He is the man with the golden fingers, the zen master of soul sacrificing chords that ruminate through the very aura of the human spirit. He hypnotized Woodstock and seduced us with a Supernatural
rebirth. And he has never failed to charm us with his cosmic rainbow of notes.
Although his recent residency at the House Of Blues inside the Vegas casino Mandalay Bay was billed as an Intimate Evening With Carlos Santana, which conjured up an image of a meditating Chicano guru, legs crossed in a melodic guitar prayer, he was instead in full swing with a pepped-up band, including horns, two vocalists and a special appearance by Cream’s Jack Bruce. Carlos may speak quietly but he plays with a loud voice.
Santana has always loved having a lot of musicians on stage with him and at 65, this has not changed as his band included longtime bass player and musical director Benny Rietveld, drummer Dennis Chambers, rhythm guitarist Tommy Anthony, Dave Matthews on keys, Karl Perazzo on timbales, Bill Ortiz on trumpet, Jeff Cressman on trombone and Raul Rekow on congas; Andy Vargas and Tony Lindsay both handled lead vocal duties. But the beauty of the show is of course the bandleader’s humble sensuality on guitar.
“Black Magic Woman” and “Incident At Neshabur” were almost hypnotical experiences, while “Foo Foo” had everyone on their feet jumping to the rhythm. “Jingo” and “Batuka” came alive with hip moving extravaganzas that were only outdone by the feeding frenzy audience love for “Oye Como Va.” On “Corazon Espinado,” I have never heard a bass solo cheered so loudly, followed by Chambers’ power drum solo. He slowed down, sped up, drank Gatorade, wiped off sweat, blew bubbles, then sped back up all while never missing a beat. The audience loved him.
A wonderful surprise for everyone attending on this particular night was the appearance of Jack Bruce on “Sunshine Of Your Love” and “Spoonful.” Who says you get boring as you grow older? With the slow and sexy throb of his bass, Bruce brought the house down with the latter tune, conjuring up the mojo of how the old bluessmen intended the song to be played.

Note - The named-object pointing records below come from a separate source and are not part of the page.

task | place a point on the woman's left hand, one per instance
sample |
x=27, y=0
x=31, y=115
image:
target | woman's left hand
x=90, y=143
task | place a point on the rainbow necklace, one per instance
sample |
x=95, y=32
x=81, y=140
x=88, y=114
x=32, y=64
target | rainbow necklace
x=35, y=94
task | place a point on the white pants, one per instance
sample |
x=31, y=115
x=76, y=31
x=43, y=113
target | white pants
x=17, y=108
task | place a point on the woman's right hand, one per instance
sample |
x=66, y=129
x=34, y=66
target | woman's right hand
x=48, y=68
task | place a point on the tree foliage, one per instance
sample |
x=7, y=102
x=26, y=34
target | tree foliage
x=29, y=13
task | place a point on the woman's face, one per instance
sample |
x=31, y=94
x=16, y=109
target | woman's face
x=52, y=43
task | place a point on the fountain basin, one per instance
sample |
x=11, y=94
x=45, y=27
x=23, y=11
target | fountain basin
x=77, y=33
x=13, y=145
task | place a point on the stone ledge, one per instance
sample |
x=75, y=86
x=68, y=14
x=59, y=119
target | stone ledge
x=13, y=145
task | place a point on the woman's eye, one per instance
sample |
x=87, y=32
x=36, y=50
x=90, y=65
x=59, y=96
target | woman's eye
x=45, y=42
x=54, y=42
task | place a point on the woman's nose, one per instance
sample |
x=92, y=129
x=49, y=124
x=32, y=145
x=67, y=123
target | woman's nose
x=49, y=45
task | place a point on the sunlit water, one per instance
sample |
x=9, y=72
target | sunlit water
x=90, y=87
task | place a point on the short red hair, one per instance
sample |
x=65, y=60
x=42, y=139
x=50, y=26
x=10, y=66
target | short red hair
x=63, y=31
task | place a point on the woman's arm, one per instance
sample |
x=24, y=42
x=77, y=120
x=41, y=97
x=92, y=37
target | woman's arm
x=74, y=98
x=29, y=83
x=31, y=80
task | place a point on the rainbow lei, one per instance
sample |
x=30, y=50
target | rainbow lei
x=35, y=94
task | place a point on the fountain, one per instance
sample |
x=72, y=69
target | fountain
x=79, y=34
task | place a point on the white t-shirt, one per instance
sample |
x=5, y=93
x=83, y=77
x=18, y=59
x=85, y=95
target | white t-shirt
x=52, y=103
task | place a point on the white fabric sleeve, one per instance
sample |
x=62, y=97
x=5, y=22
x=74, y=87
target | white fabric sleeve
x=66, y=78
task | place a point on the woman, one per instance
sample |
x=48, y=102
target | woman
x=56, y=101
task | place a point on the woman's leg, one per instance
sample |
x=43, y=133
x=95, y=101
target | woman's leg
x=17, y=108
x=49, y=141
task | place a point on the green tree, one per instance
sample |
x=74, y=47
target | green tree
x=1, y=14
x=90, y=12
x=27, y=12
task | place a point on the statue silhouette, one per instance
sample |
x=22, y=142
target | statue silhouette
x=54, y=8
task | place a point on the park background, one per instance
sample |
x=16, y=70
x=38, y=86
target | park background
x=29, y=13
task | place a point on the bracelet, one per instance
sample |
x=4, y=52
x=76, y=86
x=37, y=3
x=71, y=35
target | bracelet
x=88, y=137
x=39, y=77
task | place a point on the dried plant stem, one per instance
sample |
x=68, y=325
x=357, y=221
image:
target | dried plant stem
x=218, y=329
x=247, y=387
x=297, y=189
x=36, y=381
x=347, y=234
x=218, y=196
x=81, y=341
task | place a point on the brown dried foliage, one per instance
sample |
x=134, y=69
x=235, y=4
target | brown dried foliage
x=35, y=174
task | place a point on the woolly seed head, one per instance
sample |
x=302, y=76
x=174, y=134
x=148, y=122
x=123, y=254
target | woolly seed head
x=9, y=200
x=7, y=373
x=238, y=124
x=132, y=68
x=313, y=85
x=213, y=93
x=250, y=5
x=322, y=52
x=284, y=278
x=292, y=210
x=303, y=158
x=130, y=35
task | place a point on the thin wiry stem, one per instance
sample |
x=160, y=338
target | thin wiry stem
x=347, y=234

Santana may be a symbol of rhythm and groove but spirituality is what makes him whole. Silencing his guitar for the only time during his show, he let his voice speak for his heart amidst “A Love Supreme.” He wanted to share with everyone his “words that could serve – family, energy, acceptance, happiness.” Too many, he reminded, were involved in “stupid shit” that “they wear proudly” and “brag about it.” They have lost their way in a world gone mad and value things that deflate the soul. “I am meaningful, I am made of something … It is your choice to make for the rest of your life.”
Carlos could have ended on this note, he could have ended with Jack Bruce, but he had something else up his sleeve to say goodnight: a powerful “Soul Sacrifice/ToussiantL’Overture.” It was definitely something to be experienced.